De Homero a Foster Wallace, o mundo sempre foi iluminado, mas os heróis de Homero preferiam morrer lutando até o fim enquanto os heróis de hoje preferem matar-se. Matar-se, os eleva ao ápice do sucesso não conseguido em vida. Aliás tenho lido alguns autores que abandonaram a vida. Não sei se por acaso ou coincidência. Não foi de propósito, apenas sucederam-se no caminho. Esse tema, o suicídio, me interessa e já foi um objeto de pesquisa quando estudava literatura. Fiz um estudo do tema na obra do poeta italiano Leopardi. Outro que tentou suicidar-se, mas acabou morrendo de gripe espanhola.
Esse livro traduzido ao português como Um Mundo Iluminado analisa alguns autores desde os gregos até Foster Wallace. Como a moral e religião eram tratadas em diferentes épocas. E como a religião foi perdendo terreno até chegar ao "Deus está morto" de Nietzsche. Como sobreviver sem Deus.
Foster Wallace ganha uma longa análise que parte da sua genialidade ou criatividade às dificuldades psíquicas. Ele sofria de depressão desde a adolescencia e sempre viveu tomando remédios para não surtar. Depois de duas tentativas de suicídio, a última deu certo. Produziu muito mesmo nesse estado psíquico e talvez por isso mesmo.

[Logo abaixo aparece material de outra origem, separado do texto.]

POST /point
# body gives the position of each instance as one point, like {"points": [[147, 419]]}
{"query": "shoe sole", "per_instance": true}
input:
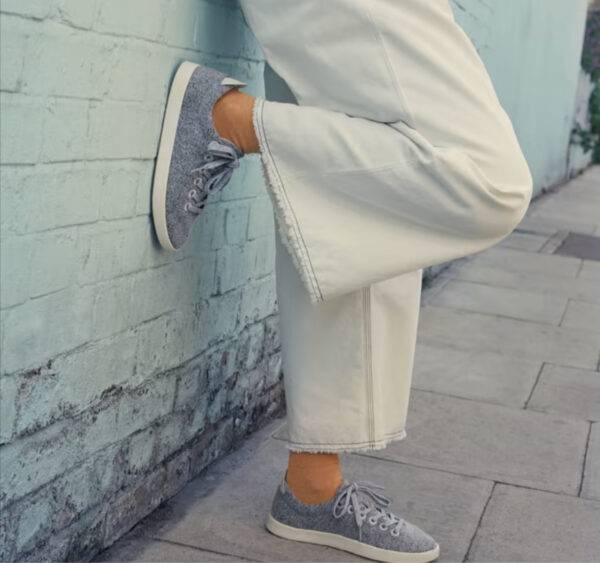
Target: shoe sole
{"points": [[165, 151], [350, 545]]}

Os autores dedicam seu maior capitulo a Foster Wallace, mas também falam de niilismo de Nietzsche, da obsessão diabólica do capitão Ahab, dai porque a balaia na capa, a baleia de Moby Dick. O capitão Ahab pode ser um herói para os seus pares, mas para nós ele bem que é um ser vingativo e capaz de qualquer coisa para pegar aquela baleia. Ele não quer qualquer uma. Ele quer Moby Dick, só porque ela abocanhou sua perna. Ele, na sua insanidade acha que a baleia sabe o que fez e que ela o persegue. A perseguição do capitão Ahab à Moby Dick, para os autores, beira ao fanatismo. Já o narrador Ishmael e o índio Queequeg professam o paganismo.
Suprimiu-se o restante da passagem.